Something about Joe’s tone made Ralph turn, blue eyes wide, to stare into Joe’s brown gaze.
For a moment, the two just stared. Maybe each was trying to find a piece of himself in the other.
“You believed it, didn’t you?” Joe asked.
“No, listen, it’s not what you think,” Ralph said in a low voice, barely audible over the laugh track of the TV.
“What was it, then? You thought Mom had stepped out on you?” Joe’s voice was incredulous, but it all made sense. The way his parents had always seemed nicer apart than together—hell, maybe he was what made them uncomfortable around one another.
“That’s it, isn’t it? That’s what you were always yelling at mom for, wasn’t it?”
“I don’t know what you’re talking about.” Ralph’s nostrils flared.
“No, when I was a kid. You were always fighting. And after you’d fight, she’d have to go to work early the next day. Jesus, you were fighting ‘cause you always thought I wasn’t your son. That’s it! That’s it, isn’t it?”
“No, goddamn it!”
“Then what were you fighting about, huh? Lookit the picture, this… this fucker looks just like mom, doesn’t he?”
“You’re imagining things, now shut up! Please, shut up,” Ralph said, and it was the first time, ever, that Joe had heard his father plead with him.

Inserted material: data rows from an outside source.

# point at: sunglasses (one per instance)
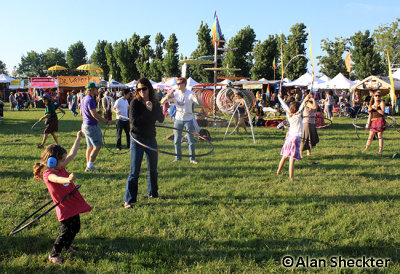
(142, 89)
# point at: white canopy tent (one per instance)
(115, 84)
(325, 78)
(305, 81)
(190, 83)
(5, 79)
(338, 82)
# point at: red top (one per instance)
(71, 206)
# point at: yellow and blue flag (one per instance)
(216, 30)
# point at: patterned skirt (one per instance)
(291, 147)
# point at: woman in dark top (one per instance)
(144, 110)
(376, 122)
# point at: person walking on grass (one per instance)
(90, 127)
(183, 100)
(291, 147)
(52, 120)
(121, 107)
(144, 110)
(60, 183)
(376, 121)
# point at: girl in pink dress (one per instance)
(60, 183)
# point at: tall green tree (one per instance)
(115, 71)
(134, 48)
(76, 56)
(99, 57)
(333, 63)
(264, 55)
(171, 59)
(145, 55)
(124, 59)
(3, 68)
(387, 38)
(242, 57)
(204, 47)
(367, 61)
(31, 65)
(156, 70)
(295, 45)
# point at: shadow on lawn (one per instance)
(156, 253)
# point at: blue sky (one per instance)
(39, 25)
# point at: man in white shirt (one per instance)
(121, 107)
(183, 100)
(107, 103)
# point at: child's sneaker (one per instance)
(54, 260)
(73, 250)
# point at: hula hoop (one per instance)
(387, 125)
(175, 154)
(43, 127)
(18, 228)
(107, 147)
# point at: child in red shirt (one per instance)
(59, 183)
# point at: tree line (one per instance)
(135, 57)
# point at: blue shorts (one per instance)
(93, 134)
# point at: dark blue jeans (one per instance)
(137, 152)
(122, 126)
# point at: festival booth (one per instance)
(4, 86)
(69, 83)
(376, 82)
(41, 83)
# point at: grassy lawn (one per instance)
(230, 213)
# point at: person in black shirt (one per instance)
(144, 110)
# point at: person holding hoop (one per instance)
(376, 122)
(59, 183)
(183, 100)
(52, 120)
(144, 111)
(90, 127)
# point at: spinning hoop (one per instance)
(175, 154)
(18, 228)
(107, 147)
(387, 125)
(35, 128)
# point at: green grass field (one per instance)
(230, 213)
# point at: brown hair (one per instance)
(152, 96)
(182, 79)
(53, 150)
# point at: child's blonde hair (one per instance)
(53, 150)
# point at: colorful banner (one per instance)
(43, 82)
(15, 83)
(392, 93)
(347, 61)
(76, 81)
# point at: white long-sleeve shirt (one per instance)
(296, 120)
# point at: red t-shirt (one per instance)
(71, 206)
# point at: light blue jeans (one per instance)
(188, 125)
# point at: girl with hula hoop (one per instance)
(376, 121)
(144, 110)
(60, 183)
(291, 147)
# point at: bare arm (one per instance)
(98, 116)
(61, 180)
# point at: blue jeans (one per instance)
(137, 152)
(178, 138)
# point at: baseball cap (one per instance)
(91, 85)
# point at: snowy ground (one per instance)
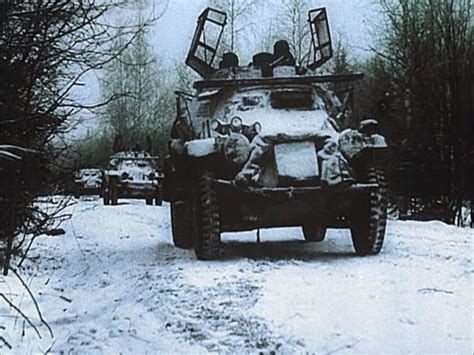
(115, 283)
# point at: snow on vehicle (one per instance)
(132, 175)
(265, 145)
(87, 182)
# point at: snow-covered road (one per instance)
(115, 283)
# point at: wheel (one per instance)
(368, 221)
(313, 232)
(182, 224)
(113, 192)
(206, 213)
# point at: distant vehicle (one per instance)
(87, 182)
(267, 145)
(132, 175)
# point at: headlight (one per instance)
(236, 123)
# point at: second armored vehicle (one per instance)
(132, 175)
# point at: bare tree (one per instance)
(428, 48)
(239, 21)
(137, 80)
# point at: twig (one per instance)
(34, 301)
(22, 314)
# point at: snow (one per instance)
(114, 283)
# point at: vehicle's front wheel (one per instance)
(369, 220)
(182, 224)
(113, 192)
(314, 232)
(207, 218)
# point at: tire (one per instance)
(182, 224)
(113, 193)
(368, 222)
(207, 219)
(314, 233)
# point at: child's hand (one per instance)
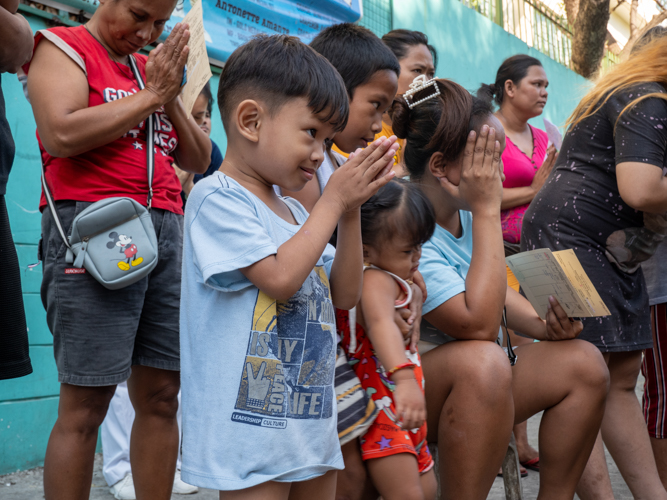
(559, 326)
(409, 400)
(481, 185)
(362, 175)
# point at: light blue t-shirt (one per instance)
(445, 262)
(257, 374)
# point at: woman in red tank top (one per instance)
(91, 128)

It was like that small desperation was a pinprick, letting all the air out of him. Joe slo
wly sagged into a threadbare chair with wooden arms and plaid cushions.

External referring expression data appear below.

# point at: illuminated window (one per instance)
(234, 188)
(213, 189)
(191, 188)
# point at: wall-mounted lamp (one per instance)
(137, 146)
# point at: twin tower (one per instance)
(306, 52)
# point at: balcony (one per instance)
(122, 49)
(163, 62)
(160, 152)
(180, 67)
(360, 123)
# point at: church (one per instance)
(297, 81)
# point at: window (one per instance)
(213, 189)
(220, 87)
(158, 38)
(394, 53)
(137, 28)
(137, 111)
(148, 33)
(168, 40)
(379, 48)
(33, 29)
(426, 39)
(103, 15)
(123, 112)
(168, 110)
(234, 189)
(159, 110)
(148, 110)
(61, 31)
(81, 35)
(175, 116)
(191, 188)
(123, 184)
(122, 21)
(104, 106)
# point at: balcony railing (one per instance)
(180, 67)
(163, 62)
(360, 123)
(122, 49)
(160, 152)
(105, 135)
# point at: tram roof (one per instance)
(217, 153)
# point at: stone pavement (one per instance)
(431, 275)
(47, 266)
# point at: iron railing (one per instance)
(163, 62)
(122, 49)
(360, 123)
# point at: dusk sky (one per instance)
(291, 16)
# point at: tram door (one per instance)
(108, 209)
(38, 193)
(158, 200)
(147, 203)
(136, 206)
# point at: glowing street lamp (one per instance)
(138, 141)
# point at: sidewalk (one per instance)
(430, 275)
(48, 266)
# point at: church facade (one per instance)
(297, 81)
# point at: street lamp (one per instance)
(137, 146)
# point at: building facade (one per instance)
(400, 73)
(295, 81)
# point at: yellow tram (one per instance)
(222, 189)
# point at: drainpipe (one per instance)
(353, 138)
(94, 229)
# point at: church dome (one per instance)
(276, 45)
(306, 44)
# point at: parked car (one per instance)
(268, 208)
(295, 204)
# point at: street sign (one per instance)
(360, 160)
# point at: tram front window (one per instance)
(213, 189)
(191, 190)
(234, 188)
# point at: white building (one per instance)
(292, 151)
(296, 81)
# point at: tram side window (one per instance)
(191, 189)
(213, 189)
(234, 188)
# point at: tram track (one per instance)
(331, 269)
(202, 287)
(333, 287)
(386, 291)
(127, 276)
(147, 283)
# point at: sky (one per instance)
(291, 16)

“Hell, who could blame you? You an’ I don’t look one goddamn thing alike do we?”
“Joe…”
“It’s the hair, isn’t it? Jesus, I’m an idiot. Mom’s family, they’re all blondes and redheads. Your family’s got straight hair back to Grandpa Miller, right?” Joe pinched and pulled gently at his own tight black curls.

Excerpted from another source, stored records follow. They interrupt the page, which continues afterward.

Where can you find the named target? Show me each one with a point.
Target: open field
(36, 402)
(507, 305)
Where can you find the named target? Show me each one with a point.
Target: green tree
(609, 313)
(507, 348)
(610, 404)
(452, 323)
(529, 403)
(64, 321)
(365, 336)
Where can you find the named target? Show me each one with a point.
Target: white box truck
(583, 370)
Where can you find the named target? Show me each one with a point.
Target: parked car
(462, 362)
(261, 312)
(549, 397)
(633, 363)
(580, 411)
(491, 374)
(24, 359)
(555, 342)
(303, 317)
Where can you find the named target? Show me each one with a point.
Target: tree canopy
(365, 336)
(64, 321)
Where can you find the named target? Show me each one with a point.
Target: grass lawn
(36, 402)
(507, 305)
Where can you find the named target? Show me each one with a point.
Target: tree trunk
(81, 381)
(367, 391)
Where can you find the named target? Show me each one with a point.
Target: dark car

“So you figured some other guy had f… screwed my mom, knocked her up, and you raised me anyhow, raised your wife’s bastard?”
“Shut up!”
“Did you believe it?”
“No! No, I didn’t want to think that! God, I loved your mother, Joe. I loved her!”
“So what were you yelling all those nights, huh? What were you yelling about? Huh?”
Ralph dropped his head.
“I didn’t want to think it,” he said. “But… I mean, shit… what was I supposed to think? Jesus.”
“So you did believe it.”
“I did and I didn’t. Sometimes, looking at you when you were a little boy, I couldn’t think it, it was like it was impossible. But look at your skin. We’re not that dark. I wasn’t the only one who noticed. Jim Brannon? I blacked his eye when he said something, got a night in the drunk tank, and all night all I could think of was ‘Who was it? Who was it?’ And then I believed it. I didn’t want to, but I couldn’t help it.”
Neither man spoke for a moment.
“Did you forgive her?” Joe asked.
Ralph thought about lying, but when he opened his mouth the truth came out.
“We just stopped talking about it.”
“Shit.”
Another pause, in which Ralph lifted the remote control from his lap and turned off the TV.
“When were you planning on telling me?” Joe asked.
Ralph shrugged.
“Well, after your… uh, after Lisa died, I thought that… well, I guess I just stopped thinking about it.”
“Stopped thinking about it? What, it didn’t bother you, thinking you’d raised someone else’s son?”